Description
This Baked Greek Lemon Chicken features tender boneless, skinless chicken thighs marinated in a flavorful blend of lemon juice, olive oil, garlic, and classic Greek herbs and spices. Baked to perfection, this dish is juicy, aromatic, and perfect for a healthy family meal or entertaining guests.
Ingredients
Scale
Chicken and Marinade
- 8 boneless, skinless chicken thighs
- Juice of 2 lemons
- ¼ cup olive oil
- 4 cloves garlic, minced
- 3 teaspoons Dijon mustard
- 3 teaspoons dried oregano
- 2 teaspoons dried thyme
- 1 teaspoon dried dill
- 1 teaspoon paprika
- 2-3 teaspoons salt
- 1 teaspoon black pepper
Instructions
- Marinate the Chicken: Place the chicken thighs in a large bowl or ziplock bag. In a separate bowl, whisk together lemon juice, olive oil, minced garlic, Dijon mustard, dried oregano, thyme, dill, paprika, salt, and black pepper. Pour this marinade over the chicken, making sure each piece is well coated. Cover the bowl or seal the bag and refrigerate for 2 to 6 hours to allow the flavors to infuse.

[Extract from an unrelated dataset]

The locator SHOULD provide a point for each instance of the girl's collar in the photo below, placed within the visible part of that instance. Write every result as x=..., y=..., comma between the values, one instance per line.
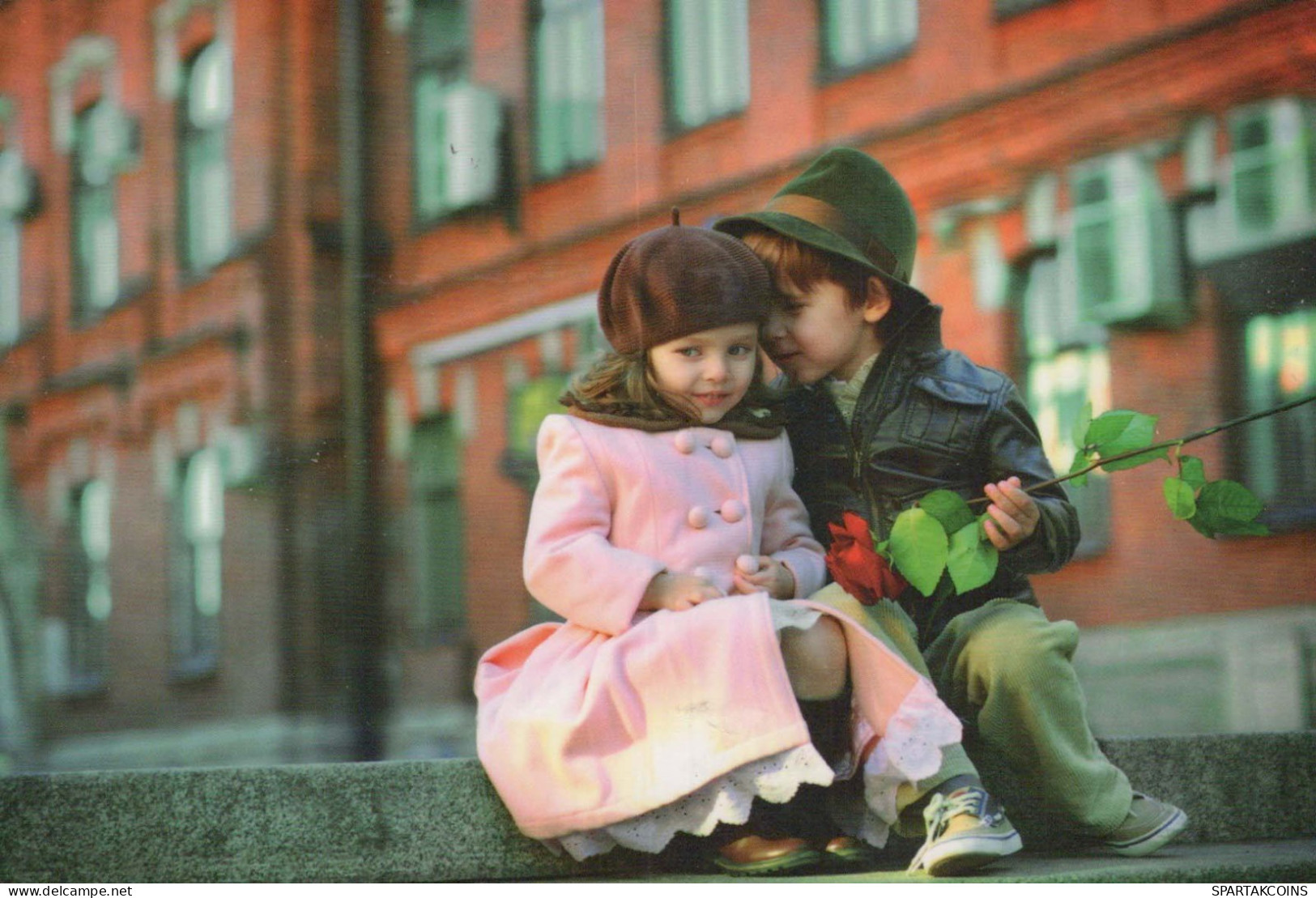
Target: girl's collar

- Preheat the Oven and Prepare the Chicken: Preheat your oven to 350°F (175°C). Arrange the marinated chicken thighs in a single layer in a baking dish, then pour the remaining marinade over the chicken to keep it moist and flavorful during baking.
- Bake the Chicken: Place the baking dish in the oven and bake for 40 minutes or until the internal temperature of the chicken reaches between 165°F and 175°F, ensuring it is fully cooked and juicy. For a beautiful golden finish, switch the oven to broil and broil the chicken for an additional 2 to 3 minutes.
Notes
- Marinating the chicken for at least 2 hours enhances the flavor and tenderness.
- Use a meat thermometer to ensure the chicken is cooked through but remains juicy.
- For extra crispy skin, you can broil a bit longer but watch carefully to prevent burning.
- This recipe works well with chicken breasts if you prefer white meat; adjust baking time accordingly.
- Serve with Greek salad, potatoes, or rice to complete the meal.